Выруба - Эрик Бутаков 10 стр.


Потом он встал, открыл дверь кунга. Холодный, но очень свежий воздух, влетевший в прокуренную будку, взбодрил всех в ней полусидящих. Пришла пора вылезать на свет божий. Спустившись на снег, Макарыч огляделся: тайга, безмолвие, костер погас. Окропив вчерашний снег, капитан закурил и пошел к кабине. Машина не сразу, но завелась. Машинально, по привычке посигналив, Макарыч, вылез из холодной кабины, подошел к костровищу и ногой расшевелил кучу. Тоненькая струйка дыма просочилась из глубины почерневшей золы. Думая о чём-то своем, капитан безотчетно распалил огонь, и присел, протянув к огню ладони.

- О чем задумался Сергей? - Борис Семенович доставал из пачки сигарету. - Будешь?

Макарыч взял предложенную сигарету, подкурил от тонкой веточки из костра, глубоко затянулся и ответил:

- Да вот, Боря, думаю, как нам лучше сорганизоваться. День терять не хочется, за мужиками надо ехать - мужики на охоту приехали, можно ещё три-четыре загона сделать. С другой стороны - твой парень где-то там, в лесу, и я буду постоянно думать: вернулся он или нет. Вот и думай тут, как лучше сделать.

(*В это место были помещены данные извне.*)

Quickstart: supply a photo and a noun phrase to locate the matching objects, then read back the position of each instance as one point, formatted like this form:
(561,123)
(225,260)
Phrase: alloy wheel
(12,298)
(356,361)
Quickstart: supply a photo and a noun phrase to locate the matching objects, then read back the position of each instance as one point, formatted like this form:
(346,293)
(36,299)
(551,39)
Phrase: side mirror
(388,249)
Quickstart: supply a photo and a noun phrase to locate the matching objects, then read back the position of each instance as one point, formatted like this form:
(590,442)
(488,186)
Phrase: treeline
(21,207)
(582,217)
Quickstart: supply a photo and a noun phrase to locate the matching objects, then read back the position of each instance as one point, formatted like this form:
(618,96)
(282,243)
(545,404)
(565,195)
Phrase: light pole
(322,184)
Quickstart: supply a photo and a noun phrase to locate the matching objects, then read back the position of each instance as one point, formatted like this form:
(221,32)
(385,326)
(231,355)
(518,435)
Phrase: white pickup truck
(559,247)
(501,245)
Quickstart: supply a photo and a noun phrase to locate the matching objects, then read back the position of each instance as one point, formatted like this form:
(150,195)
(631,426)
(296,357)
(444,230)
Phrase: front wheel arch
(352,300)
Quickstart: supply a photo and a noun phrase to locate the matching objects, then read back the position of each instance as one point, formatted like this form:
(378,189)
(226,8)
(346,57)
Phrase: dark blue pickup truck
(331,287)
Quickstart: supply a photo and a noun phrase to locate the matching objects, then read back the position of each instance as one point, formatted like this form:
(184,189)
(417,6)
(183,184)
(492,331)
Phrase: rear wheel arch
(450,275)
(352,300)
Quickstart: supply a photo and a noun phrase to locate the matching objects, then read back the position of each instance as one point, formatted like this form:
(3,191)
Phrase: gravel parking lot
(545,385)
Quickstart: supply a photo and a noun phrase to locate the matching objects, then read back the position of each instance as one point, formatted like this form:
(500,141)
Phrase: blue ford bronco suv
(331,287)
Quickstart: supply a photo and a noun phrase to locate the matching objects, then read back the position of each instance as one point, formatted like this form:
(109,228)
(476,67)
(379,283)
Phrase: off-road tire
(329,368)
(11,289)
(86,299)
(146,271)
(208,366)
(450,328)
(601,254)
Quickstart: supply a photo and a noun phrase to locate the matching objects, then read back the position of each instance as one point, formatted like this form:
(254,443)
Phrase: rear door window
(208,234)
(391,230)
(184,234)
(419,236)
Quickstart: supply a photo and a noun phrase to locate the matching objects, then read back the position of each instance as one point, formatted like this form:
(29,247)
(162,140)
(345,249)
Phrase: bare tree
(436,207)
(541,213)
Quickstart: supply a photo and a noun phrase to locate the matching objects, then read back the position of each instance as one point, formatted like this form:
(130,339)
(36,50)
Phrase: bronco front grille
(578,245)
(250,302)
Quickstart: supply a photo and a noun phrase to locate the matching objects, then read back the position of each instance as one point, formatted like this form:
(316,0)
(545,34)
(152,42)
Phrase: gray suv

- Ерёму искать надо. Беды бы не было!

- Надо. Ерёму искать надо. Ну, что ж - будем искать.

Капитан встал, бросил окурок в костер и пошел к будке.

Олег с Андреем выбирались из кунга.

Андрей потянулся, хлопнул себя руками, потопал, размял шею, потер ладонями не бритое лицо и отошел к краю дороги. Олег уже стоял с противоположной стороны, через плечо, смотря на подходящего капитана. Капитан заметил, чем они заняты, остановился, попинал колесо, присел, зачем-то посмотрел под машину. Когда все были готовы, капитан сказал:

- Короче, сейчас как сделаем: мы втроем идем за Ермолаем, по его вчерашнему следу. Борис едет в деревню за командой - привозит их сюда. Если всё нормально, пока он ездит - мы вернемся все, вчетвером. И ждем их тут. А там видно будет.

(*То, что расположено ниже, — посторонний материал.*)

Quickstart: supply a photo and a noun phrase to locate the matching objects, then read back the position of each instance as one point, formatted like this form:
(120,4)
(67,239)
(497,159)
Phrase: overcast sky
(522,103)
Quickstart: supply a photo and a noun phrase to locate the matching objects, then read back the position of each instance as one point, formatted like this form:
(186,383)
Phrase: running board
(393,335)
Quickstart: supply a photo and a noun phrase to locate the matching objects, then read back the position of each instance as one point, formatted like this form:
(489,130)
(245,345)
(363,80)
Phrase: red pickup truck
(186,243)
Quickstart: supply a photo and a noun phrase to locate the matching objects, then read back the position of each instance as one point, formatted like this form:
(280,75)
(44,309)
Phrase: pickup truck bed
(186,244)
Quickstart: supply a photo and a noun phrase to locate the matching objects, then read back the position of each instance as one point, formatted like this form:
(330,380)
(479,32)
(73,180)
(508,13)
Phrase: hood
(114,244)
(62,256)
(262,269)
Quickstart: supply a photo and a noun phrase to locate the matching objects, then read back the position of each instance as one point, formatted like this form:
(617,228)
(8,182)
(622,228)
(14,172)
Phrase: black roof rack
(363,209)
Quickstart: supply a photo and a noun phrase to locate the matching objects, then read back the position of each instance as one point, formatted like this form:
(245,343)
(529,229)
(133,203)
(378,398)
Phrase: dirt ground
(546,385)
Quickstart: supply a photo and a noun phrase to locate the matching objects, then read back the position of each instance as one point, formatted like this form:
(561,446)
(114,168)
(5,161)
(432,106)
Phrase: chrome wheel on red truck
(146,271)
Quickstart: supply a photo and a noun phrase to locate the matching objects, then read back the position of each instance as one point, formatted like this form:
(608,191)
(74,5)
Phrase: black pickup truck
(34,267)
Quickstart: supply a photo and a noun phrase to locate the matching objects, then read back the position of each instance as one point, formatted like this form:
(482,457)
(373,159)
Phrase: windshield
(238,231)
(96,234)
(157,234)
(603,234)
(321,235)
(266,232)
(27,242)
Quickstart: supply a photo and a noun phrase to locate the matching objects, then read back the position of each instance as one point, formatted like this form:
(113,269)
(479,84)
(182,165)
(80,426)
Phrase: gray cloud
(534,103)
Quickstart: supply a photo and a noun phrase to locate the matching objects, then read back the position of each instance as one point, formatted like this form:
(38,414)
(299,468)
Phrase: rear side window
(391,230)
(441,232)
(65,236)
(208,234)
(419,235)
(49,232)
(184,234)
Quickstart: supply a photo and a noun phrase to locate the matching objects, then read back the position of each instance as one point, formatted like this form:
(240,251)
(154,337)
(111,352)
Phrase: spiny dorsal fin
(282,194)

- Понятно, - ответил Андрей и, не раздумывая, полез в кунг.

- Давай костер разожжем и оставим ему записку, чтобы ждал - вдруг он с другой стороны появиться - кто знает?

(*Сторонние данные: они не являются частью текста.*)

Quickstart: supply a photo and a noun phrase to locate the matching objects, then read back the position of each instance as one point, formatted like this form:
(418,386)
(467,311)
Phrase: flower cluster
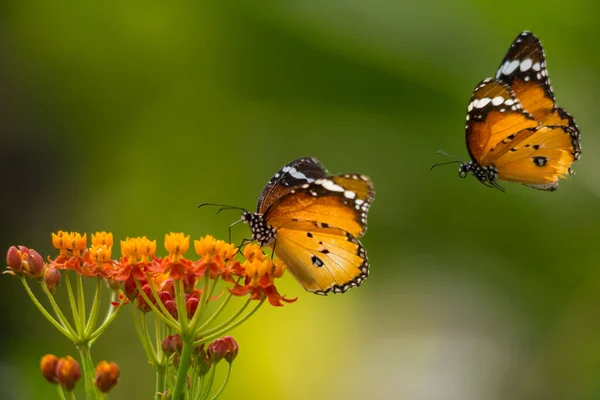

- И пакет со жратвой повести на дерево у костра - если парень придет - он голодный, как волк, - крикнул из кунга Андрей и почему-то засмеялся.

Капитан развел руками.

- Олег, проследи! Сделай, как положено… и выдвигаемся, - приказал он Олегу, а сам отправился к костру, где ещё сидел и грелся Борис.

- Боря, дуй за командой, а мы по следу за твоим парнем. Сюда всех вези…

- Я понял. Я слышал. Ты только найди его, Серега. Он крепкий, думаю - жив. Ты, главное, найди.

- Найду, Борис, конечно найду. В любом случае…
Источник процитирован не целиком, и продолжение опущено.